The Personal Finance Society has warned that the government and Financial Conduct Authority run the risk of creating a future mis-selling scandal that will bring future claims on advisers if they do not address the issue of ‘insistent clients’ acting against professional advice.
The PFS has written to both the government and the FCA, stating that they must deal with this issue and should change the policy for those clients that ignore advice.
After next week, it will be mandatory for those with defined benefit pension pots to get regulated advice if they wish to transfer, unless the pot is less than £30,000. However the PFS remains concerned clients can ignore whatever advice they are given.
Keith Richards, the industry body’s chief executive, said: “The government are sensibly seeking to mitigate the risk of poor outcomes by ensuring that people take impartial professional advice when wishing to transfer out of a defined benefit pension scheme or effect an annuity resale.
“However, where the advice is not to transfer, the government have confirmed that people will still be at liberty to ignore it.

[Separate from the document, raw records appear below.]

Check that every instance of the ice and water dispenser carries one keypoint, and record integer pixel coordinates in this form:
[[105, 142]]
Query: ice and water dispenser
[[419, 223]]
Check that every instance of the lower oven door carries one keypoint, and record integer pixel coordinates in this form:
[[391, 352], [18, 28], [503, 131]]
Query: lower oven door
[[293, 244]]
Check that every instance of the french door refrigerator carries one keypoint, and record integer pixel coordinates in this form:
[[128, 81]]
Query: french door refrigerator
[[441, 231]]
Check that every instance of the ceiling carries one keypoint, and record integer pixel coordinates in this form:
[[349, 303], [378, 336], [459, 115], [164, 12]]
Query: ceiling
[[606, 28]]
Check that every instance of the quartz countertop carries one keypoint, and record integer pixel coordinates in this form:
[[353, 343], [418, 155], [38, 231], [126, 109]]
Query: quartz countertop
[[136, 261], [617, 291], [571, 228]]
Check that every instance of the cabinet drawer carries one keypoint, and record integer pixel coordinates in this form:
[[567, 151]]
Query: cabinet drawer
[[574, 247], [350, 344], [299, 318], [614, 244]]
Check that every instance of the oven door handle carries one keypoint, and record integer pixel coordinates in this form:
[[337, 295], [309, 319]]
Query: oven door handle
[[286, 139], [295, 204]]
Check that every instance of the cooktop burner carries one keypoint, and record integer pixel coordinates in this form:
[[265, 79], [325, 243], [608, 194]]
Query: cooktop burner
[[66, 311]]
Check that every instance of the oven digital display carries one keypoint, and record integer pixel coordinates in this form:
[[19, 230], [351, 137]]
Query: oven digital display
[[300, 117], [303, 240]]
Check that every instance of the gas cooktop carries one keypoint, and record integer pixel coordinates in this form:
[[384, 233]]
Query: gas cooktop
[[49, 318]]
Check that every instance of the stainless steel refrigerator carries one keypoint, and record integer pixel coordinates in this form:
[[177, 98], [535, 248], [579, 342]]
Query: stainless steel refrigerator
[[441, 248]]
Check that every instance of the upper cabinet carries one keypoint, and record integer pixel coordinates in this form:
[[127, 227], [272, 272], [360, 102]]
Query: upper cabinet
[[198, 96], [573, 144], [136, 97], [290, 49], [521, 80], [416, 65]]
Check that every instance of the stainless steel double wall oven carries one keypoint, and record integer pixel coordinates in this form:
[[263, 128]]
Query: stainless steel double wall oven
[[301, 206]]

He added that this places advisers in a compromised position, as many will not be prepared to facilitate an insistent client transaction which goes against their professional advice.
“Those who do will be party to arranging an unsuitable solution and might be deemed liable in the event of a complaint.”
Advisers have frequently pointed to a growth in demand ahead of the new reforms, but many have also expressed concern over the likely spate of DB transfers, advice for which needs to be overseen by a pension transfer specialist with an AF3 qualification or equivalent.
According to data published by Prudential earlier this month, around a third of those who have a DB pension and are retiring this year could seek to transfer their pension under new pension freedoms coming in from 6 April.
Mr Richards said he wanted it made clear that ignoring professional advice must exclude any form of future redress against the adviser or the Financial Services Compensation Scheme.
“If the government want advisers to help implement greater consumer choice, we are calling for an urgent change of policy in recognition of the risks this represents to both the public and the future reputation of the advice profession,” he stated.
“Caveat emptor must become a recognised component of the insistent client process. Until that happens, advisers should not get involved in unsuitable facilitation without being protected. It benefits neither them, the profession, nor the public we are here to serve.”
During FTAdviser’s two retirement freedom events last month, advisers questioned the FCA on retrospective regulation and ombudsman claims which they feared might arise from advice given now in relation to pension freedoms.
Maggie Craig, head of policy for savings, investments and distribution, said advisers should exercise “judgement” on a case-by-case basis when deciding whether to walk away from contentious cases or insistent clients.